Vetch is one that comes to mind as far as a quick working nitrogen fixer that also easily reseeds itself. You may also want to try alfalfa which will hold up pretty good once it's established. Of course clover as you mentioned.
With bush beans I would wait til they produce their crop, then chop the plant to the ground after you harvest.
I like using field peas in clumps. They grow up about 4 feet tall and -if planted densely enough- will support themselves with no trouble at all. They make good animal feed and you can dry the peas for winter storage. Split pea soup and the like.
Comfrey will just about take over after one chop. It comes back so fast that it ends up shading other low growers out. You may want to think about leaving plenty of space between comfrey plants to allow other things to have a chance.
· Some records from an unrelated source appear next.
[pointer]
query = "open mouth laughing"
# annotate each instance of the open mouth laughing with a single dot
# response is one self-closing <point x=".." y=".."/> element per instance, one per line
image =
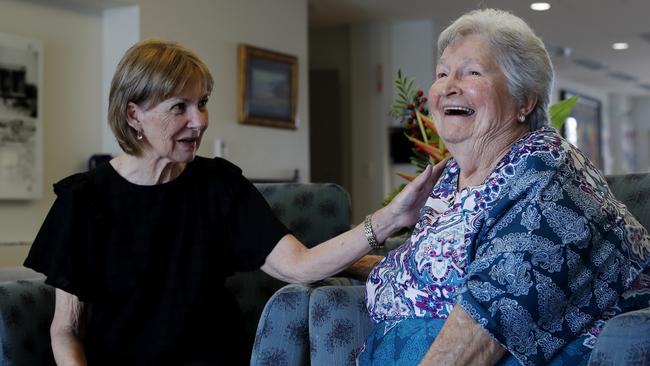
<point x="458" y="111"/>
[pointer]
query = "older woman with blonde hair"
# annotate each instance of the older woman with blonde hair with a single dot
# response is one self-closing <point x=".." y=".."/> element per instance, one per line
<point x="138" y="249"/>
<point x="521" y="252"/>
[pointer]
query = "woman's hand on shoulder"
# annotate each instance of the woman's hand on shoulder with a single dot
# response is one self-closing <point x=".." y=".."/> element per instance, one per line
<point x="406" y="205"/>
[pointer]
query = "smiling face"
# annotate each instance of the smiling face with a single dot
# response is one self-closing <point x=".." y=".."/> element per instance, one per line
<point x="469" y="100"/>
<point x="173" y="128"/>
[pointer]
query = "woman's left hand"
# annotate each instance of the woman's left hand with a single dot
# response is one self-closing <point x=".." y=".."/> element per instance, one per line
<point x="406" y="205"/>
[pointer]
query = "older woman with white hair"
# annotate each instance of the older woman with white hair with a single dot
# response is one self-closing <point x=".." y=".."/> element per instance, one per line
<point x="521" y="252"/>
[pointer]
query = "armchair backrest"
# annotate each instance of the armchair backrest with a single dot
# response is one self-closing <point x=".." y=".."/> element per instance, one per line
<point x="634" y="191"/>
<point x="314" y="212"/>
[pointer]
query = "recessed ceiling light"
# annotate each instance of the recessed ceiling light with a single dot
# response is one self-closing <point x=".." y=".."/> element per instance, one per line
<point x="620" y="46"/>
<point x="540" y="6"/>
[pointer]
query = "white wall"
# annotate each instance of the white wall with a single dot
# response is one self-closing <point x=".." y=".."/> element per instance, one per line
<point x="329" y="48"/>
<point x="71" y="106"/>
<point x="609" y="142"/>
<point x="377" y="51"/>
<point x="640" y="116"/>
<point x="74" y="98"/>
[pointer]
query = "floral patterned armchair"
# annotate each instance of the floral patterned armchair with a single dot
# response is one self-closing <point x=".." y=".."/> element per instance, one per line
<point x="326" y="323"/>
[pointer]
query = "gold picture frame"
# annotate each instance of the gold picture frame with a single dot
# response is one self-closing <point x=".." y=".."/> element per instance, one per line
<point x="268" y="85"/>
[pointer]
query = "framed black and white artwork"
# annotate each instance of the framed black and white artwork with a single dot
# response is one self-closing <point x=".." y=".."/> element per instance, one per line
<point x="21" y="75"/>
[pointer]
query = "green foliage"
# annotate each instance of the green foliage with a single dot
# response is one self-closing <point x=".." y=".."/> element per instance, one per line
<point x="561" y="110"/>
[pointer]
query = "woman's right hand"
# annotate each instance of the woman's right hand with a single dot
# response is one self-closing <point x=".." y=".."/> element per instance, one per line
<point x="406" y="206"/>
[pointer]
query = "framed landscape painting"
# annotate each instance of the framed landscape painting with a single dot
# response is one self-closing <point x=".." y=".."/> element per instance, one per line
<point x="267" y="87"/>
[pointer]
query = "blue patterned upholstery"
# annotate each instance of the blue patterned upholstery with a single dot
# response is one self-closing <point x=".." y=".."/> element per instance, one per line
<point x="338" y="321"/>
<point x="338" y="324"/>
<point x="313" y="212"/>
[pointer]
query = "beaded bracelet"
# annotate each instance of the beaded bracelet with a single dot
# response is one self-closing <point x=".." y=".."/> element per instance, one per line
<point x="370" y="234"/>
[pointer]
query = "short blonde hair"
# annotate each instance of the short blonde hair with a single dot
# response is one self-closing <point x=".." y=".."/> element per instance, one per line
<point x="150" y="72"/>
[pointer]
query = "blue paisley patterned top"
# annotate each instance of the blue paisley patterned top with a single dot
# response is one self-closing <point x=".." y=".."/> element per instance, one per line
<point x="540" y="254"/>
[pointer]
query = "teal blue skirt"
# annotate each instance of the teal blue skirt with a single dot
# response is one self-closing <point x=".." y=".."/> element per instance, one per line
<point x="406" y="342"/>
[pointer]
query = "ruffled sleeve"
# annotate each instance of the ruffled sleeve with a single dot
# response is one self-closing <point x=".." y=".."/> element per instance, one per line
<point x="551" y="259"/>
<point x="253" y="229"/>
<point x="61" y="249"/>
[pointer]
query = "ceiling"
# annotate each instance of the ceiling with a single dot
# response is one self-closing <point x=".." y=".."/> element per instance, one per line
<point x="585" y="27"/>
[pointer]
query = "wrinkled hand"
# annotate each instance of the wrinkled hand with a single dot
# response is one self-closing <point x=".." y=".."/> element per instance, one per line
<point x="406" y="205"/>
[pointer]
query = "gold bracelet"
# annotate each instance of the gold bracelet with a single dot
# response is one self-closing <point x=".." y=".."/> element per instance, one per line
<point x="370" y="234"/>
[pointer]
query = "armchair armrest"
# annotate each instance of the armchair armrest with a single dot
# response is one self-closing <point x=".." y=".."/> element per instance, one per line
<point x="26" y="311"/>
<point x="625" y="340"/>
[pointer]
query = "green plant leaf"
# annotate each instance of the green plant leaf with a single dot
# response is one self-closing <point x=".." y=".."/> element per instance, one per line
<point x="561" y="110"/>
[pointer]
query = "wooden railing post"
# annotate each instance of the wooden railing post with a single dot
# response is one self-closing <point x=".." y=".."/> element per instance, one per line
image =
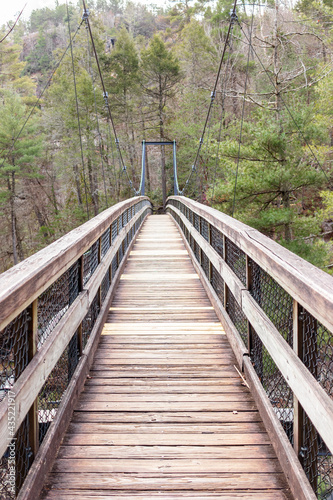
<point x="79" y="332"/>
<point x="110" y="267"/>
<point x="225" y="294"/>
<point x="32" y="349"/>
<point x="305" y="434"/>
<point x="249" y="279"/>
<point x="99" y="261"/>
<point x="298" y="348"/>
<point x="210" y="270"/>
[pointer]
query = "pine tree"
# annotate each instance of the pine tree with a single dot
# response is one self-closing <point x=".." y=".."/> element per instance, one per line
<point x="161" y="73"/>
<point x="18" y="155"/>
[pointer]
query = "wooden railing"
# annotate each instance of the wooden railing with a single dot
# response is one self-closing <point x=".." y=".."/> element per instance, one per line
<point x="277" y="310"/>
<point x="52" y="308"/>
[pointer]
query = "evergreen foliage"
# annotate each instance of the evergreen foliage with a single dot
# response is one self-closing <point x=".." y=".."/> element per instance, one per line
<point x="159" y="67"/>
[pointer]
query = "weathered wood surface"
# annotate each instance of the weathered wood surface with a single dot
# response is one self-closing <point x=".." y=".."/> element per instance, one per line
<point x="310" y="286"/>
<point x="164" y="413"/>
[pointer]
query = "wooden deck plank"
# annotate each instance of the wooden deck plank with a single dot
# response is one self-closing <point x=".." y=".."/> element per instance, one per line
<point x="164" y="413"/>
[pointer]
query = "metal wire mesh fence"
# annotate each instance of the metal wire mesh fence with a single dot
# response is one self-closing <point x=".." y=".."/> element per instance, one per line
<point x="90" y="261"/>
<point x="13" y="351"/>
<point x="315" y="342"/>
<point x="273" y="300"/>
<point x="105" y="242"/>
<point x="53" y="390"/>
<point x="19" y="339"/>
<point x="237" y="316"/>
<point x="55" y="301"/>
<point x="236" y="260"/>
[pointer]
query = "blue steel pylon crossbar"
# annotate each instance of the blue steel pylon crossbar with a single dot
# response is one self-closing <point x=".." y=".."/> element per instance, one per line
<point x="143" y="167"/>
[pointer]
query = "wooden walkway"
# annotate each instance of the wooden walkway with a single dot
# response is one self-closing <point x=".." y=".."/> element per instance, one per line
<point x="164" y="413"/>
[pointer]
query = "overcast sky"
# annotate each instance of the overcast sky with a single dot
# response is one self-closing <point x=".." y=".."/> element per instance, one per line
<point x="11" y="8"/>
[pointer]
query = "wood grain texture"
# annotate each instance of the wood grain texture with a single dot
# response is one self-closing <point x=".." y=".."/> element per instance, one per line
<point x="164" y="413"/>
<point x="310" y="286"/>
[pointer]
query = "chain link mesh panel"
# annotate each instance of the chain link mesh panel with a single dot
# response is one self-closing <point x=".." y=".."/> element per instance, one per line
<point x="317" y="355"/>
<point x="105" y="285"/>
<point x="90" y="262"/>
<point x="15" y="463"/>
<point x="236" y="260"/>
<point x="13" y="351"/>
<point x="275" y="385"/>
<point x="273" y="300"/>
<point x="316" y="460"/>
<point x="218" y="284"/>
<point x="90" y="320"/>
<point x="204" y="228"/>
<point x="55" y="301"/>
<point x="237" y="316"/>
<point x="196" y="221"/>
<point x="217" y="241"/>
<point x="51" y="394"/>
<point x="114" y="230"/>
<point x="105" y="242"/>
<point x="205" y="263"/>
<point x="120" y="223"/>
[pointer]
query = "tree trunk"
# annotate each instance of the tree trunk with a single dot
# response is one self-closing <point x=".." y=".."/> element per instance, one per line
<point x="162" y="147"/>
<point x="77" y="183"/>
<point x="286" y="204"/>
<point x="93" y="189"/>
<point x="147" y="163"/>
<point x="11" y="188"/>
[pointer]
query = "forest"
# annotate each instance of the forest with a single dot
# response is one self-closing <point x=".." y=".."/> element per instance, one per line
<point x="266" y="155"/>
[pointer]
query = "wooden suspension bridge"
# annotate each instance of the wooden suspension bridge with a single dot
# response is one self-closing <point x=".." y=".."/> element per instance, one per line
<point x="171" y="356"/>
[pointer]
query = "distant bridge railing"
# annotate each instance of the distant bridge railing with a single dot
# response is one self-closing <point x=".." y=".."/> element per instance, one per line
<point x="52" y="308"/>
<point x="277" y="310"/>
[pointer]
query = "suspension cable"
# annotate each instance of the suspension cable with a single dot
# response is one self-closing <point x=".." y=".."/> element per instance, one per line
<point x="97" y="121"/>
<point x="42" y="93"/>
<point x="233" y="19"/>
<point x="77" y="111"/>
<point x="223" y="92"/>
<point x="243" y="110"/>
<point x="105" y="94"/>
<point x="287" y="108"/>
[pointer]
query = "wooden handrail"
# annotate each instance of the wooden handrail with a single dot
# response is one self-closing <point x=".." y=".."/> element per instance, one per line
<point x="21" y="284"/>
<point x="310" y="286"/>
<point x="307" y="287"/>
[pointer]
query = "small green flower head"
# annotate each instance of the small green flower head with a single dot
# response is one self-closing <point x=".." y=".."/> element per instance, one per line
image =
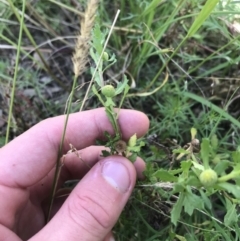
<point x="208" y="178"/>
<point x="105" y="56"/>
<point x="133" y="140"/>
<point x="108" y="91"/>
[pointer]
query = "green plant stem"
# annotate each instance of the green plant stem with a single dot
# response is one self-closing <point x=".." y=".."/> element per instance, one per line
<point x="99" y="61"/>
<point x="60" y="150"/>
<point x="15" y="70"/>
<point x="229" y="176"/>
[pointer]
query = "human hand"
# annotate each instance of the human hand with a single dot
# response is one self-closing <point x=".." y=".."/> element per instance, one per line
<point x="27" y="166"/>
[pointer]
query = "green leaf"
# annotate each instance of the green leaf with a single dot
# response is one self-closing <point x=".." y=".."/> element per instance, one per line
<point x="222" y="166"/>
<point x="236" y="156"/>
<point x="112" y="118"/>
<point x="205" y="199"/>
<point x="121" y="85"/>
<point x="98" y="38"/>
<point x="185" y="165"/>
<point x="165" y="176"/>
<point x="191" y="202"/>
<point x="203" y="15"/>
<point x="231" y="188"/>
<point x="214" y="141"/>
<point x="198" y="166"/>
<point x="98" y="95"/>
<point x="177" y="209"/>
<point x="231" y="216"/>
<point x="109" y="102"/>
<point x="133" y="157"/>
<point x="205" y="151"/>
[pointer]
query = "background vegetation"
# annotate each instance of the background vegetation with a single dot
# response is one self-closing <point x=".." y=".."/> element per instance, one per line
<point x="201" y="90"/>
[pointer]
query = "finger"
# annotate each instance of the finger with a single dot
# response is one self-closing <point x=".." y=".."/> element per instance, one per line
<point x="75" y="166"/>
<point x="95" y="204"/>
<point x="31" y="156"/>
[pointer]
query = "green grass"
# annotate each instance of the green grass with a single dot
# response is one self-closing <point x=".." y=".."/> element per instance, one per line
<point x="199" y="49"/>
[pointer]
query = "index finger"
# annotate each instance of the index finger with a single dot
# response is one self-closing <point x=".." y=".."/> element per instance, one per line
<point x="32" y="155"/>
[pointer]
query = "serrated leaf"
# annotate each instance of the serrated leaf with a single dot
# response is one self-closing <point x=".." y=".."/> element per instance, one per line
<point x="231" y="216"/>
<point x="177" y="209"/>
<point x="165" y="176"/>
<point x="191" y="202"/>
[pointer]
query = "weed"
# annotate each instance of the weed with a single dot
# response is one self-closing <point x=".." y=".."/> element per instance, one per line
<point x="181" y="59"/>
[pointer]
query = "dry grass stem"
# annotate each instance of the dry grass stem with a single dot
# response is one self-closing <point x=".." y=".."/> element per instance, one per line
<point x="80" y="57"/>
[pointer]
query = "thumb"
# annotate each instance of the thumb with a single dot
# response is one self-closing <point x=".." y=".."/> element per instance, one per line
<point x="93" y="207"/>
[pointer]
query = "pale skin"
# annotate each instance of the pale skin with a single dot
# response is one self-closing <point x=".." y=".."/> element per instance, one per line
<point x="91" y="209"/>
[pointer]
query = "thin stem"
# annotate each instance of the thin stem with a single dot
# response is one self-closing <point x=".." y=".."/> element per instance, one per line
<point x="229" y="176"/>
<point x="16" y="68"/>
<point x="99" y="61"/>
<point x="60" y="151"/>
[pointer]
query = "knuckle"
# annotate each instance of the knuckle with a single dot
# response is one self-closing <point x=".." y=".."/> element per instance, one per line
<point x="90" y="213"/>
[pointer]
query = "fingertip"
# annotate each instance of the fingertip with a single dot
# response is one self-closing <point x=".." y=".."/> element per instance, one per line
<point x="140" y="166"/>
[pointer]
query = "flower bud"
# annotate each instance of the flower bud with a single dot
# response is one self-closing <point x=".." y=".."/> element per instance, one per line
<point x="208" y="178"/>
<point x="105" y="56"/>
<point x="108" y="91"/>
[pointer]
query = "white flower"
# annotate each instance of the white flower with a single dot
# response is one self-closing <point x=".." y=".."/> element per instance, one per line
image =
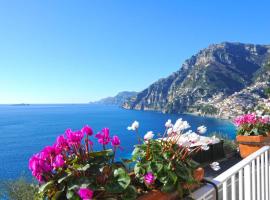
<point x="149" y="135"/>
<point x="215" y="166"/>
<point x="193" y="137"/>
<point x="186" y="144"/>
<point x="259" y="113"/>
<point x="134" y="126"/>
<point x="169" y="124"/>
<point x="180" y="125"/>
<point x="169" y="131"/>
<point x="201" y="129"/>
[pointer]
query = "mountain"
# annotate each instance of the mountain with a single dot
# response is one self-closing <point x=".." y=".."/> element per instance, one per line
<point x="119" y="99"/>
<point x="216" y="72"/>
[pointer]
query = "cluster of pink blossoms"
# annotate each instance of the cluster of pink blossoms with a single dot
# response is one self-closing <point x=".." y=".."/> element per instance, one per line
<point x="45" y="163"/>
<point x="251" y="119"/>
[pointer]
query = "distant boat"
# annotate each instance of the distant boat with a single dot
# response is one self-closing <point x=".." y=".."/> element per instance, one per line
<point x="21" y="104"/>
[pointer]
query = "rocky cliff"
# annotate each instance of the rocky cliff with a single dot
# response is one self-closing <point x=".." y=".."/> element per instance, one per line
<point x="119" y="99"/>
<point x="215" y="72"/>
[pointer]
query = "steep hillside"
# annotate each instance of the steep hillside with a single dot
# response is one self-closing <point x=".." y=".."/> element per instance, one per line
<point x="219" y="70"/>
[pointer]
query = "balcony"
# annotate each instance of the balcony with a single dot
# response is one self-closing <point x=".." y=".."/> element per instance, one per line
<point x="247" y="180"/>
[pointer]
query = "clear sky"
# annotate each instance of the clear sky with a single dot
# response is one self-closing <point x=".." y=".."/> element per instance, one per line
<point x="57" y="51"/>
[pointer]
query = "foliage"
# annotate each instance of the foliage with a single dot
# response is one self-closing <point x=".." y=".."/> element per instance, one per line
<point x="252" y="124"/>
<point x="228" y="144"/>
<point x="164" y="164"/>
<point x="84" y="171"/>
<point x="71" y="169"/>
<point x="19" y="189"/>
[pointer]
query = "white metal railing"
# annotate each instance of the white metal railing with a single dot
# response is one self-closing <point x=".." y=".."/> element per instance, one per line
<point x="247" y="180"/>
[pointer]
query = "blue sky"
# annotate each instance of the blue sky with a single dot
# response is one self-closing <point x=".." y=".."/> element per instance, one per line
<point x="78" y="51"/>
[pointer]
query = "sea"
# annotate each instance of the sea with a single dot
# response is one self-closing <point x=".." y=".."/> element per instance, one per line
<point x="27" y="129"/>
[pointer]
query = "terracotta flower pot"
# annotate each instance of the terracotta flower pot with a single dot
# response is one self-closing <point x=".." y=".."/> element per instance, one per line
<point x="158" y="195"/>
<point x="250" y="144"/>
<point x="198" y="175"/>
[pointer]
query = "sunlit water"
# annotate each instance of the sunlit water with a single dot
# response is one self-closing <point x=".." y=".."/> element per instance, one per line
<point x="25" y="130"/>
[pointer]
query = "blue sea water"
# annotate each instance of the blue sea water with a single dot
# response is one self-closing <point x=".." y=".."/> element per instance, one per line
<point x="25" y="130"/>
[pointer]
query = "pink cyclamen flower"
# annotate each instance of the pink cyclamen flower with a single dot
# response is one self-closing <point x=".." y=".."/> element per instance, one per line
<point x="85" y="193"/>
<point x="59" y="161"/>
<point x="115" y="141"/>
<point x="61" y="144"/>
<point x="38" y="165"/>
<point x="87" y="130"/>
<point x="74" y="138"/>
<point x="149" y="178"/>
<point x="103" y="136"/>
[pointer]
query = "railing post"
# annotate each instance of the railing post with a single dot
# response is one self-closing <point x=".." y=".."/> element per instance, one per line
<point x="247" y="184"/>
<point x="262" y="177"/>
<point x="253" y="180"/>
<point x="233" y="187"/>
<point x="240" y="184"/>
<point x="266" y="175"/>
<point x="258" y="178"/>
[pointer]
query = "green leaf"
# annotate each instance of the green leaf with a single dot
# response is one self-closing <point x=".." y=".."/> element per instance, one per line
<point x="58" y="195"/>
<point x="65" y="178"/>
<point x="120" y="181"/>
<point x="84" y="168"/>
<point x="156" y="167"/>
<point x="108" y="152"/>
<point x="168" y="187"/>
<point x="130" y="193"/>
<point x="46" y="186"/>
<point x="69" y="194"/>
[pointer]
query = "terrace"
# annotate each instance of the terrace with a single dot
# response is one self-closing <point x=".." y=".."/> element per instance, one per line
<point x="246" y="180"/>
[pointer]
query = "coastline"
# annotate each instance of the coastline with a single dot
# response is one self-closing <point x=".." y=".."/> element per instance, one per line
<point x="184" y="113"/>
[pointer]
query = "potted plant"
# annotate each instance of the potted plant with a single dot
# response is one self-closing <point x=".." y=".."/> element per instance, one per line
<point x="72" y="169"/>
<point x="253" y="132"/>
<point x="163" y="167"/>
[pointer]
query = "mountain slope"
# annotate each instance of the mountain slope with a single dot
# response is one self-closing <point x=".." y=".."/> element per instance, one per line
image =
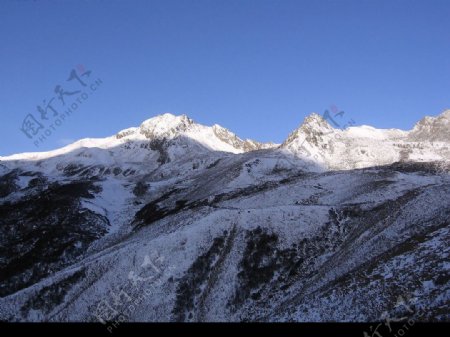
<point x="192" y="223"/>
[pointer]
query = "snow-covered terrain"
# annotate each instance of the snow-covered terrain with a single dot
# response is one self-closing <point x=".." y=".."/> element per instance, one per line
<point x="176" y="221"/>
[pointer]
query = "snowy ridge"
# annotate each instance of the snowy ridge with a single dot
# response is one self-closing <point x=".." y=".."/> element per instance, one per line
<point x="331" y="225"/>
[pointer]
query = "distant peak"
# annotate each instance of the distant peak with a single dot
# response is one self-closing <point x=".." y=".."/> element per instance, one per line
<point x="165" y="125"/>
<point x="316" y="120"/>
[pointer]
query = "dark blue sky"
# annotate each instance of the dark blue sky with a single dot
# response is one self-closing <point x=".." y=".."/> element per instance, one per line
<point x="257" y="67"/>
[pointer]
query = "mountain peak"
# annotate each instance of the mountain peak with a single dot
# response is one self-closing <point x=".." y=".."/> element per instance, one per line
<point x="432" y="128"/>
<point x="165" y="125"/>
<point x="312" y="125"/>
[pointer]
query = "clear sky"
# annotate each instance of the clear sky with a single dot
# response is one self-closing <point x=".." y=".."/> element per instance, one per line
<point x="257" y="67"/>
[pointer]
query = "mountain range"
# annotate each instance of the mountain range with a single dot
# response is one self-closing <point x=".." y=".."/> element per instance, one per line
<point x="177" y="221"/>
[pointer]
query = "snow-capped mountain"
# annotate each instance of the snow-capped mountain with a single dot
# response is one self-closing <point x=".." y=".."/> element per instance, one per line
<point x="192" y="223"/>
<point x="365" y="146"/>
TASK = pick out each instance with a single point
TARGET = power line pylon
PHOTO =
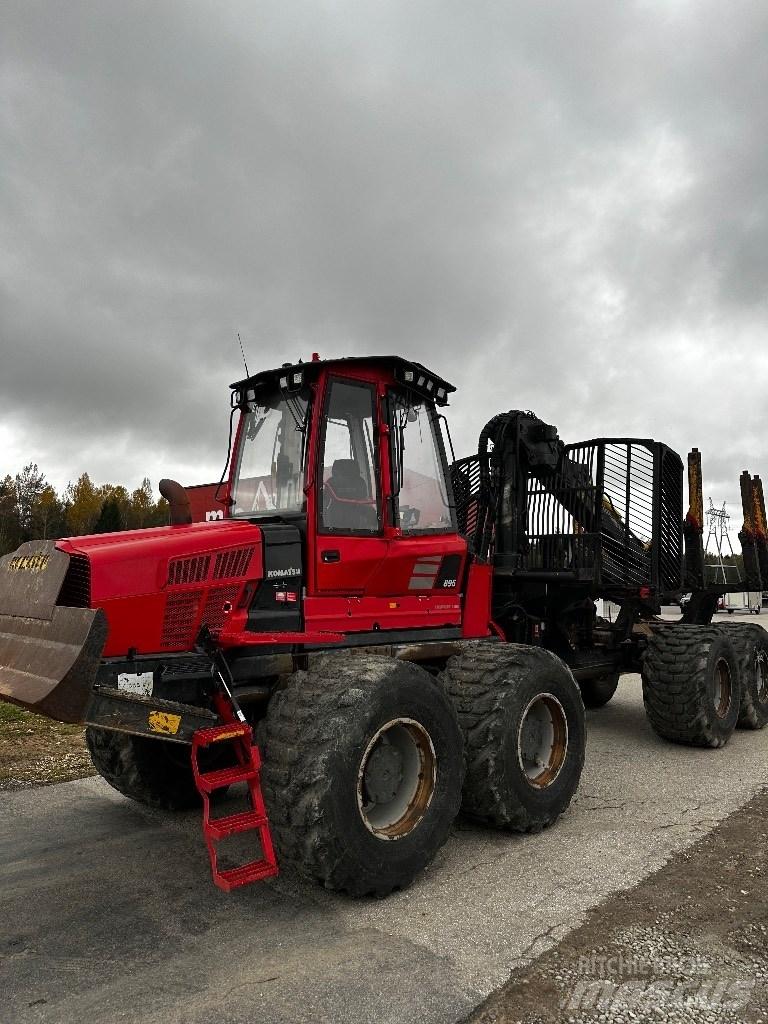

My comfrey spreads about 2 feet from root to leaf tip horizontally and grow three feet high in a few weeks. I chop it 4 times a year.
You could also look into nitrogen fixing shrubs and trees to accompany your other plantings. Siberian pea shrub is nice, hardy, prolific with flowers and seeds which are edible though probably better as animal feed. Wild things like Autumn Olive is pretty nice too. It grows fast, fixes lots of nitrogen and produces a berry which can be used for making jams and juices. It's similar in taste to tomato though each shrub varies in it's flavor. I have many of them on my land and I just cut out the ones that don't taste so great and feed them to the animals. The pigs like the leaves and fruit while chickens will only eat the fruits. Sometimes they come back from a total cut-down, but in most cases it seems like a new seedling will show up somewhere within 30 feet of the old shrub.